Description
I’ve always been interested in playing different styles of music on the standard classical flute and have been playing Irish music for over 20 years. It started when I heard Matt Molloy playing wooden flute on “James Galway and The Chieftains” and after failing to find a decent wooden flute to buy (it’s much easier to get a good quality one these days, but back then it was very hard to find a good one without joining a seemingly endless waiting list) I started trying to play Irish music on my silver flute. What followed was lots of listening, experimenting, lessons with Sarah Allen & Brian Finnegan (From the band Flook!) and attending the excellent Folkworks summer school in Durham (thanks to my school friend & fiddle player Pete Lyons suggesting we go). I ended up studying for my Masters in Irish Music Performance at the Irish World Academy of Music & Dance at the University of Limerick on the west coast of Ireland.
What started out as trying to make the silver flute sound like a wooden flute, has led me to develop a style of playing traditional music on the silver flute which is very enjoyable to play. It has enabled me to write and record some music which I’m very happy with. I hope you’ll enjoy listening to the albums and playing the pieces in this series.

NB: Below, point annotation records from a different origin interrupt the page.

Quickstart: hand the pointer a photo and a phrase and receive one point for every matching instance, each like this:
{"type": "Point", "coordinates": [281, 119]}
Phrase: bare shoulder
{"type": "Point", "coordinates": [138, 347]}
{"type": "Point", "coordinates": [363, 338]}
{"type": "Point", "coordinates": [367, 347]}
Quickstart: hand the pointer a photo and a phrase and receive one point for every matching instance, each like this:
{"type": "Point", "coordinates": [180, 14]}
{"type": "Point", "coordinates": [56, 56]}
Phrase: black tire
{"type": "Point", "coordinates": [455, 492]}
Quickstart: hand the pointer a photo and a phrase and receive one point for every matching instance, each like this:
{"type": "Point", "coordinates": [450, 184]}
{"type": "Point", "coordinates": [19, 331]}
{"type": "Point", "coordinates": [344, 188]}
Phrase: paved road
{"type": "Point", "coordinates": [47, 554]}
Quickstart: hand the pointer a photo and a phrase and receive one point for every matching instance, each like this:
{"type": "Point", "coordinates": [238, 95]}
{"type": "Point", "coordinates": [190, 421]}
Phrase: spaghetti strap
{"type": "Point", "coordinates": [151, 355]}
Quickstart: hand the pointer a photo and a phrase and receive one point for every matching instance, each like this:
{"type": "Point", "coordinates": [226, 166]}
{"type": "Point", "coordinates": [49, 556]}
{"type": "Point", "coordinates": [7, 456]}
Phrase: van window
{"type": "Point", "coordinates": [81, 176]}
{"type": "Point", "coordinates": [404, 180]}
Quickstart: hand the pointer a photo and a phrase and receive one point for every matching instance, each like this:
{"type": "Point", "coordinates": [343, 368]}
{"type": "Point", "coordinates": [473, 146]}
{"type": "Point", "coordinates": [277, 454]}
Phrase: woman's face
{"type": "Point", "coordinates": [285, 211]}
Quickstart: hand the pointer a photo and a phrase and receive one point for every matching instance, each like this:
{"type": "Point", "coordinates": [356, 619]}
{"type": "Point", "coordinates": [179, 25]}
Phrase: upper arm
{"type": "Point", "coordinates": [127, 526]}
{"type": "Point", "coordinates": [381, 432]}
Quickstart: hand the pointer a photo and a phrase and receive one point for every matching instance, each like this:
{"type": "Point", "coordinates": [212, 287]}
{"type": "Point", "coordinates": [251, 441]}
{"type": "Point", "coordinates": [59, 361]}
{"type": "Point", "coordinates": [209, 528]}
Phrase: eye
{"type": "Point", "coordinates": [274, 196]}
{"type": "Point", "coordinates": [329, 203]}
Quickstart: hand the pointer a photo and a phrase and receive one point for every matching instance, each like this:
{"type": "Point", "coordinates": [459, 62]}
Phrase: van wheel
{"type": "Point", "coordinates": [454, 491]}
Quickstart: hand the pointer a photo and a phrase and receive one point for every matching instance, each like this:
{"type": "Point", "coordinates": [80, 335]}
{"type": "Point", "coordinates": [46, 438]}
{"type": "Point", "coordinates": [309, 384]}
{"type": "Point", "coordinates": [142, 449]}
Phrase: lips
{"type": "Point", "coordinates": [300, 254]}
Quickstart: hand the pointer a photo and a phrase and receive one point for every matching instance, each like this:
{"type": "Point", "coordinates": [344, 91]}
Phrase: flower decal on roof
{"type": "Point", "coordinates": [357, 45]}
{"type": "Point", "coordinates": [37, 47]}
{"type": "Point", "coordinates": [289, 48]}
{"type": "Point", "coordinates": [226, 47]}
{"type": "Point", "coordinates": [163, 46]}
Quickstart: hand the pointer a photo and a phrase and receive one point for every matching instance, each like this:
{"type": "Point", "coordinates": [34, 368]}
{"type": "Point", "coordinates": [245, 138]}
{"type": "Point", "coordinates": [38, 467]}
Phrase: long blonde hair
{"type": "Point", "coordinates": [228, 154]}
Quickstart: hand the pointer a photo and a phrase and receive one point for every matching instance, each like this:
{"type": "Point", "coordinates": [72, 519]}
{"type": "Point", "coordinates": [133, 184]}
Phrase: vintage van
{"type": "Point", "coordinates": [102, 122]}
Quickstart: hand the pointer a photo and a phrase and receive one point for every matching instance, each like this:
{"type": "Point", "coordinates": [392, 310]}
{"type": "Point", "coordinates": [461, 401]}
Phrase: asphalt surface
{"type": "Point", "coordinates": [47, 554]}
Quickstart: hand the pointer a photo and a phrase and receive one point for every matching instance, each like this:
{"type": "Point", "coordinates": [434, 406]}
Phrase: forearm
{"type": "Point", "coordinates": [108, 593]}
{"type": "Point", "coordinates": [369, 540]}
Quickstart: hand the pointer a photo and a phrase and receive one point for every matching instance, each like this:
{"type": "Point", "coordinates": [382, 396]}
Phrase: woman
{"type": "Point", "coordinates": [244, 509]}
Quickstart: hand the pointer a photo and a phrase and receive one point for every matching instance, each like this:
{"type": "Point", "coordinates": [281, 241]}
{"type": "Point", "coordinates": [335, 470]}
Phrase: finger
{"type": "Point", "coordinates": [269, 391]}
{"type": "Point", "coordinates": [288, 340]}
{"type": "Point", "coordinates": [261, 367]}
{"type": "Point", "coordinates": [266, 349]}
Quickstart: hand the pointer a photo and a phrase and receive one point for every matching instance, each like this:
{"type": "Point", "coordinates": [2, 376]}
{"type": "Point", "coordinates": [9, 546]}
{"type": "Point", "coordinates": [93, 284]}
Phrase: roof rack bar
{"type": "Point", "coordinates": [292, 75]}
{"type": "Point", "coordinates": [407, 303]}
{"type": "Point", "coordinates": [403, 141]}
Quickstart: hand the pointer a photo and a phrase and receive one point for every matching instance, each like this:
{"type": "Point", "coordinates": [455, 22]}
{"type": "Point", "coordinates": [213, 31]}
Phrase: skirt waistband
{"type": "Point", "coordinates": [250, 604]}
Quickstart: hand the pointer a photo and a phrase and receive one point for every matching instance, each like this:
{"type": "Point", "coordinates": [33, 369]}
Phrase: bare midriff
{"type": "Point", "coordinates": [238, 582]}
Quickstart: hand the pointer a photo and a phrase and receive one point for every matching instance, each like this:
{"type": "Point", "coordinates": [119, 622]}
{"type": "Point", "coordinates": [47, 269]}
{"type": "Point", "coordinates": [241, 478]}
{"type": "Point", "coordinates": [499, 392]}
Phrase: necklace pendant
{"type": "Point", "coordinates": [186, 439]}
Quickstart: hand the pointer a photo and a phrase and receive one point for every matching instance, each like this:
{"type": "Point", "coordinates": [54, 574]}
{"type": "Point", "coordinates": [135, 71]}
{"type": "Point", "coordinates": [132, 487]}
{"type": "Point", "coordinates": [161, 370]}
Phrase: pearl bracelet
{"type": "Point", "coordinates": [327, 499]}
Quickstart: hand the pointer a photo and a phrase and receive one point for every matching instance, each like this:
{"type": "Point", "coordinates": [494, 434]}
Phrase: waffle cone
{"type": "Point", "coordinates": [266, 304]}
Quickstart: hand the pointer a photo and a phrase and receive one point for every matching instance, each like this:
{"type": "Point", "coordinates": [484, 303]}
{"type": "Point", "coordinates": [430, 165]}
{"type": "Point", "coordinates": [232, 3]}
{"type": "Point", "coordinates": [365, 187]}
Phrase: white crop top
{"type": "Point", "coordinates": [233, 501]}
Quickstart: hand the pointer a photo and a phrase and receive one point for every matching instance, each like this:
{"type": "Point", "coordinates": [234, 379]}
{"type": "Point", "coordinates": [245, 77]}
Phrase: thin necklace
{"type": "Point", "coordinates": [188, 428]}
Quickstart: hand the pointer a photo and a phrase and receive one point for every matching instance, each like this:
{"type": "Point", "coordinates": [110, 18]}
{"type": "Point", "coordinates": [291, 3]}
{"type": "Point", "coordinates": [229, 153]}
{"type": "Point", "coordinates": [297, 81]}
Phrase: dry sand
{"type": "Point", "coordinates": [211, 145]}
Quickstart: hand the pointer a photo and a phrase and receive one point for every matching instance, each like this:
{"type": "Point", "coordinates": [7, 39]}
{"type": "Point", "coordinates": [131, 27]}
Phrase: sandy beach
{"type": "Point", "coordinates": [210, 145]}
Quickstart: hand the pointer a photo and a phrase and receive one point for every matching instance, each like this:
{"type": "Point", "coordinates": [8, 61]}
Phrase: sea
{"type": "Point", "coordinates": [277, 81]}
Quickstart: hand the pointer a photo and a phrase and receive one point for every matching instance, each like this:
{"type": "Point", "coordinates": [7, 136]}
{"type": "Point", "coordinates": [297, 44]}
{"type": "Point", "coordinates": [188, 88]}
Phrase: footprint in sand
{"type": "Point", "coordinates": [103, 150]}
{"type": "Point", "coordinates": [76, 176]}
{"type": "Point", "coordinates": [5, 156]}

This piece is perhaps less obviously inspired by Irish music than the others in the series, and I’ve kept it simple by not including any special techniques – it didn’t feel like it needed anything more.
About the Piece
This piece was not originally intended to be notated for other people to play… I wrote these melodies over 20 years ago, and in 2005 Tom and I went to a studio in Madrid to record an album of original and re-harmonised traditional material. It was intended to be a promo CD to get us some gigs, but turned into something we’re both very proud of. Reviewers loved it, although some were confused by the mix of jazz and Celtic influences – I’ve always thought of it as coming direct from traditional music, but ignoring the boundaries of the style when we took off on improvised flights of fancy…
Ever since it’s release flute players have got in touch wanting to play the pieces themselves, and I’ve finally started to finish off these transcriptions. Huge thanks have to go to Lee Westwood who originally transcribed the whole Madrid Sessions album by ear! I wasn’t ready at the time to go edit it into a finished score, but over the last year tom and I have worked to create accurate and (hopefully) clear flute & piano parts, based on Lee’s original work.
Also huge thanks to Gareth McLearnon who has been playing some of these pieces all over the world from my terrible half-finished versions, and such a staunch advocate of my music.
“The All-Knowing Salmon” was inspired by a family holiday to Ireland. The Irish Myth was written on a T-Shirt in a monastery gift shop… “Noogleshifty” was inspired by the great Scottish band Shooglenifty – go and check out their albums! It was originally recorded in a different arrangement on the album “Wish Hill” by my old Celtic Jazz-Funk band All Jigged Out.